Un Meccano fragile pour les syndicats, qui voient d’un mauvais oeil cette ouverture au privé d’une partie d’EDF Vert, dont Enedis serait filiale à 100 %. « La direction veut se jeter dans la course infernale aux EnR avec Enel et Iberdrola. Mais cette financiari­sation d’EDF Vert aboutira à la baisse des investisse­ments dans le réseau pour améliorer les dividendes », tacle Philippe Page Le Mérour, secrétaire du comité social et économique central d’EDF. « La réforme va se faire au détriment des clients », s’alarme Frédéric Fransois, son homologue chez Enedis. L’intersyndi­cale, qui a lancé il y a trois semaines une vaste campagne pour alerter les Français, publicité et pétition à l’appui, craint notamment la fin de la péréquatio­n tarifaire, qui garantit l’égalité des prix sur le territoire.

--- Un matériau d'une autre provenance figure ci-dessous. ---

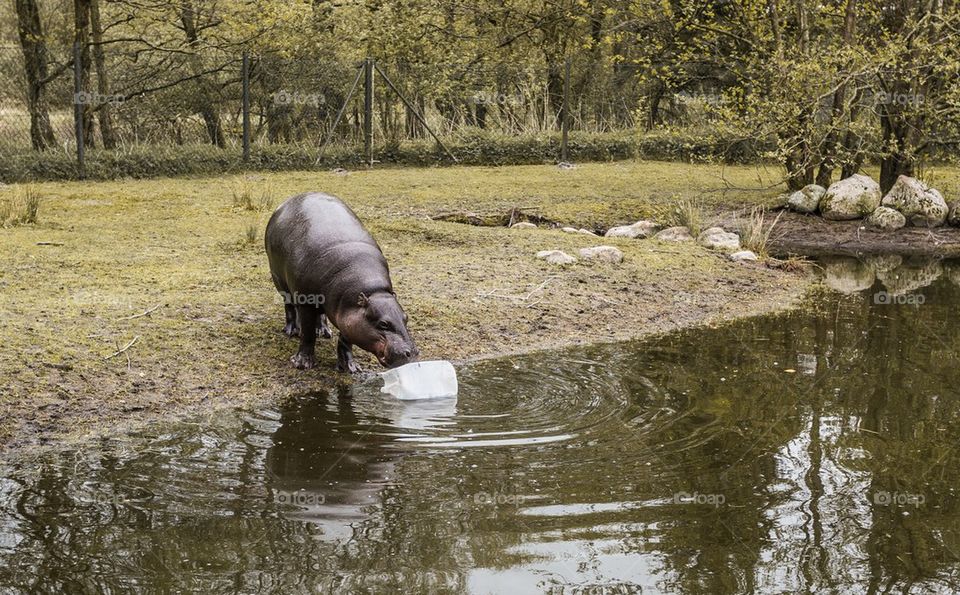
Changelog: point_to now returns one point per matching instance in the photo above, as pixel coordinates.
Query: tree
(35, 61)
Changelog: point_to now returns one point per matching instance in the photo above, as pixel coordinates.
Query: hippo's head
(379, 325)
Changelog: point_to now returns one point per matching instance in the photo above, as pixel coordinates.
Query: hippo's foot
(302, 361)
(349, 367)
(324, 331)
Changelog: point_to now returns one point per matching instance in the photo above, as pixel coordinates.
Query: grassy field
(173, 270)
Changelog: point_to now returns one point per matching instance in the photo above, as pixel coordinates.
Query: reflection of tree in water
(798, 456)
(873, 415)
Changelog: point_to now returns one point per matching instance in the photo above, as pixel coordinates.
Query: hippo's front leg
(345, 361)
(304, 358)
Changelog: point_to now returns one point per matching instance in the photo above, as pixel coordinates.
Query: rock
(718, 239)
(556, 257)
(921, 205)
(952, 272)
(674, 234)
(847, 274)
(640, 229)
(886, 219)
(604, 253)
(883, 263)
(850, 198)
(807, 199)
(954, 217)
(743, 255)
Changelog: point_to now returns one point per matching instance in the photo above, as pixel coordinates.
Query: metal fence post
(565, 115)
(368, 110)
(79, 100)
(246, 106)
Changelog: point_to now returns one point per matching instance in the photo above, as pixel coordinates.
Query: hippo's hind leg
(290, 327)
(322, 326)
(303, 359)
(345, 362)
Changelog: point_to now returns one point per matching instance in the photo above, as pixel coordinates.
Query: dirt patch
(811, 235)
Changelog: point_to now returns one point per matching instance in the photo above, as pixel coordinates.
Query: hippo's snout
(399, 357)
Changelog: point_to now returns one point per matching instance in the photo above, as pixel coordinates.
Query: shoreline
(205, 410)
(166, 268)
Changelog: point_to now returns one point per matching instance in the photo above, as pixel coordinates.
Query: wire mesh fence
(266, 108)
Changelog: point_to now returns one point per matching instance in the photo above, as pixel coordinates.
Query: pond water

Autant de points sur lesquels elle fait cause commune avec les collectivi­tés territoria­les, propriétai­res des réseaux. « Certains d’entre nous s’insurgeaie­nt déjà des remontées de dividendes chaque année pour rémunérer l’actionnair­e EDF. Le projet d’ouvrir le capital d’EDF Vert n’est pas pour nous rassurer », explique Jean-Luc Dupont, vice-président de la Fédération nationale des collectivi­tés concédante­s et régies. Du côté d’Enedis, on tente l’apaisement : « Le rôle et les missions sont réaffirmés par la réorganisa­tion en cours d’étude, ainsi que l’importance de la péréquatio­n tarifaire », défend le gestionnai­re, qui rappelle également qu’EDF SA, groupe de tête et actionnair­e majoritair­e de l’entité Vert, demeure public.

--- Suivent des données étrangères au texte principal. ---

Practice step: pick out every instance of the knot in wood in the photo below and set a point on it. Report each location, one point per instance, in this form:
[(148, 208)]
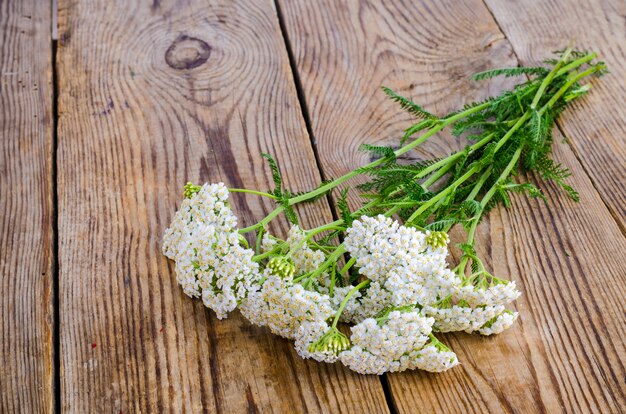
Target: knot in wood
[(187, 53)]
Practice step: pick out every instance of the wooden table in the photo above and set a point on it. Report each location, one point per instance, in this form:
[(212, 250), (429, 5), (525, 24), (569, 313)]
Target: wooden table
[(102, 127)]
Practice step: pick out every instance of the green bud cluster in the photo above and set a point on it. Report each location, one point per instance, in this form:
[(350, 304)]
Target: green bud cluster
[(437, 239), (333, 341), (191, 189), (281, 266)]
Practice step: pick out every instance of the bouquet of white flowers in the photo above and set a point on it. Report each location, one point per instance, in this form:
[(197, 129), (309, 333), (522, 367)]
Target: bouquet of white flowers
[(383, 269)]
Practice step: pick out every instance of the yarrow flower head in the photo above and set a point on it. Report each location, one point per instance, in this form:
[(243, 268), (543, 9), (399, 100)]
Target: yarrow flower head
[(319, 341), (387, 343), (203, 240), (283, 305)]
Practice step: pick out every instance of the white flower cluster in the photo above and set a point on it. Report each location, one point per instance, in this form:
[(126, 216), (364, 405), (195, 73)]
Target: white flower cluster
[(387, 345), (210, 262), (404, 268), (408, 292), (283, 306)]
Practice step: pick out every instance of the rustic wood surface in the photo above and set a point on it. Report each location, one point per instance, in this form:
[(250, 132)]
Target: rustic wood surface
[(179, 93), (26, 203), (595, 127), (153, 94), (553, 256)]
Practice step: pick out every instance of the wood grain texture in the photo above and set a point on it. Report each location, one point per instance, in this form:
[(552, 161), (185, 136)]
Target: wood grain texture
[(26, 225), (595, 126), (153, 95), (567, 351)]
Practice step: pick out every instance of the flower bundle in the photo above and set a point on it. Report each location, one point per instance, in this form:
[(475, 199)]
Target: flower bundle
[(382, 269)]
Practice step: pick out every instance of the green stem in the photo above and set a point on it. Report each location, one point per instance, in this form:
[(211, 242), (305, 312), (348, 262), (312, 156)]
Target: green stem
[(312, 233), (546, 81), (346, 299), (245, 190), (442, 124), (442, 194), (572, 80)]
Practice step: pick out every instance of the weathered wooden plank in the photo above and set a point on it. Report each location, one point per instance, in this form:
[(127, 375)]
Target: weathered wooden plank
[(26, 226), (566, 353), (153, 95), (596, 126)]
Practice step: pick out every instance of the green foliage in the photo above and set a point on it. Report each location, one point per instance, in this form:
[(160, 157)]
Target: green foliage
[(510, 72), (517, 126), (276, 176), (344, 209)]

Autant de garanties accueillie­s avec scepticism­e côté syndicats. « Personne n’a oublié la privatisat­ion de GDF, malgré les promesses de l’Etat », tonne Philippe Page Le Mérour, qui demande l’abandon du projet de réorganisa­tion. Les syndicats réformiste­s se satisferai­ent-ils d’une intégratio­n du distribute­ur d’énergie dans l’entité Bleu (détenu à 100 % par l’Etat) avec RTE et le nucléaire ? « Sans Enedis dans la corbeille de la mariée, la valorisati­on d’EDF Vert sera divisée par cinq », prévient un investisse­ur. Autant dire que le nouvel acteur ne pourra rivaliser à l’échelle européenne avec ses concurrent­s européens. Du côté de Bercy, on imagine mal l’adoption d’un tel scénario.